Table 1.
A list of Escherichia coli strains used in this study.
Fimbrial E. coli and ETEC strains were used for fimbria extraction and in vitro antibody adherence inhibition assay. Recombinant E. coli strains expressing each tip subunit were used to express proteins as the coating antigen of ELISAs to titrate anti-tip antibodies.
Fig 1.
Serum anti-CFA/I, -CS1, -CS2, -CS3, -CS4, -CS5 and anti-CS6 (CssA) IgG antibody titers (log10) in the mice subcutaneously immunized with major subunit CFA/I/II/IV MEFA (●), major subunit CFA/I/II/IV MEFA combined with toxoid fusion 3xSTaN12S-mnLTR192G/L211A (■), or the control mice (Δ; no response detected).
Antibody titers were compared for differences between different treatment groups using One-way ANOVA with Tukey’s post hoc test. Bars represent the mean titers of each group. Each dot represents an antigen-specific titer from a mouse in the group. * indicates a p-value of <0.05, and ** shows a p-value of <0.01.
Fig 2.
Serum anti-CfaE (CFA/I), -CooD (CS1), -CotD (CS2), -CstH (CS3), -CsaE (CS4), -CsfD (CS5), -CssB (CS6), -LngA (CS21) and anti-EtpA IgG antibody titers (log10) in the mice subcutaneously immunized with tip MEFA (●), tip MEFA combined with toxoid fusion 3xSTaN12S-mnLTR192G/L211A (■), or the control mice (Δ; no response detected).
Titers (in log10) were compared for differences between two immunization groups by using One-way ANOVA with Tukey’s post hoc test. Bars indicate the mean titers of each group. Each dot indicates a titer specific to each tip adhesin from a mouse.
Fig 3.
In vitro mouse serum antibody adherence inhibition assays from the groups subcutaneously immunized with tip MEFA alone (A), tip MEFA combined with toxoid fusion 3xSTaN12S-mnLTR192G/L211A (B), major subunit CFA/I/II/IV MEFA alone (C), major subunit CFA/I/II/IV MEFA combined with toxoid fusion 3xSTaN12S-mnLTR192G/L211A (D), or the control group (E).

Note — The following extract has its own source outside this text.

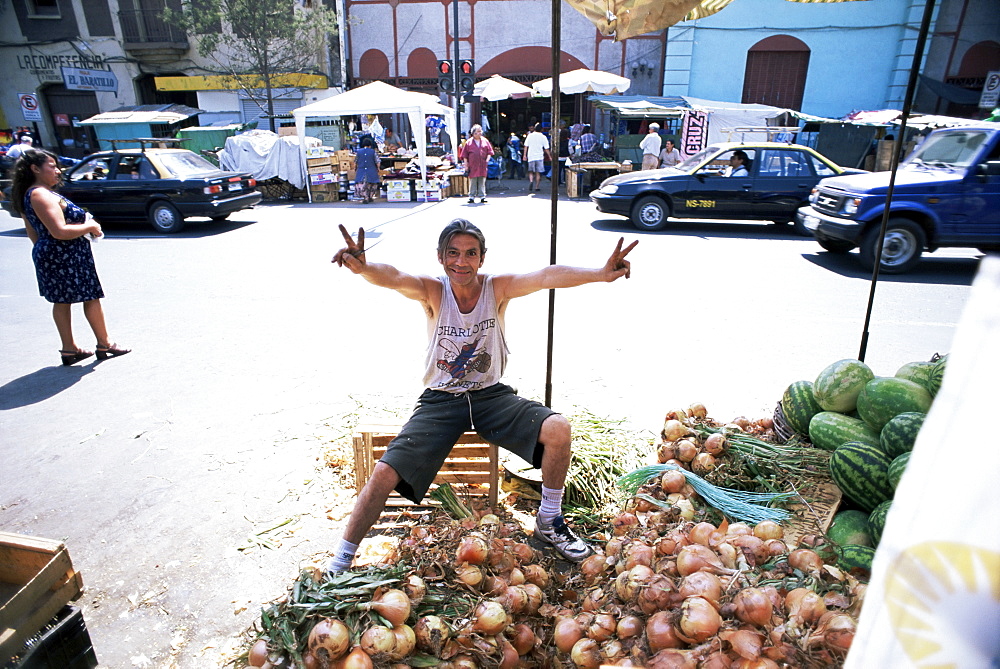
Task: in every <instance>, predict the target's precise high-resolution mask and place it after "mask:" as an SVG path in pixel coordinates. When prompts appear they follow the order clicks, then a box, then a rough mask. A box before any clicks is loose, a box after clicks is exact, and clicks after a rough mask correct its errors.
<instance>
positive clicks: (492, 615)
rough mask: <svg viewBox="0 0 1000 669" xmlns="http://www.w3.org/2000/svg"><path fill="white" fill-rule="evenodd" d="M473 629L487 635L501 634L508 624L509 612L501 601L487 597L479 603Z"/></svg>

The line in each group represents the median number of each bacteria expressing CFA/I (panel a), CS1 (panel b), CS2 (panel c), CS3 (panel d), CS4/CS6 (panel e), CS5/CS6 (panel f), CS6 (panel g), CS21 (panel h) or EtpA (panel i) adhesin (CFUs) adherent to Caco-2 cells. Data were analyzed using Kruskal-Wallis test, followed by Dunn’s pairwise comparison. * indicates a p-value of <0.05, and ** refers a p-value of <0.01 (comparison between the control group and any of the immunization groups).
Fig 4.
Mouse serum antibody titers (log10) and in vitro antibody adherence inhibition against ETEC H10407 (LT/STa/CFA/I).
Panel A: anti-CfaB IgG titers from the mice subcutaneously immunized with CFA/I fimbriae or CfaB major subunit recombinant protein, or the control mice; with major subunit CfaB recombinant protein as the ELISA coating antigen. Panel B: anti-CfaE IgG titers from the mice subcutaneously immunized with CFA/I fimbriae or CfaE tip subunit protein, or the control mice; with CFA/I tip subunit CfaE recombinant protein as the ELISA coating antigen. Panel C: antibody adherence inhibition against ETEC H10407 bacteria (1x103 CFUs) to Caco-2 cells from the serum samples of the mice immunized with CFA/I fimbriae, CFA/I major subunit CfaB, or CFA/I tip subunit CfaE. Antibody titers (A and B) and antibody inhibition data (C) were compared for differences between groups using One-way ANOVA with Tukey’s post hoc test and Kruskal-Wallis test with Dunn’s pairwise comparison, respectively. The line in each group represents the mean with standard deviation (A and B) or median with range (C). ** indicates a p-value of <0.01, compared the control with each immunization group.
Fig 5.
Bacteria colonization from mouse ileum samples after challenge with ETEC strain H10407.
Mice were challenged with H10407 after SC immunized with PBS (control), heat-extracted CFA/I fimbria (CFA/I), recombinant major subunit CfaB (CfaB), or recombinant tip subunit CfaE (CfaE), orally inoculated with H10407 (primed w/H10407), or orally primed with H10407 followed with SC boosters with CFA/I fimbriae (H10407 + CFA/I). Numbers of H10407 bacteria collected from mouse ileum samples were cultured and counted (CFUs in log10). Data were normalized by log transformation and analyzed using One-way ANOVA with Tukey’s post hoc test. The line in each group represents the mean with standard deviation.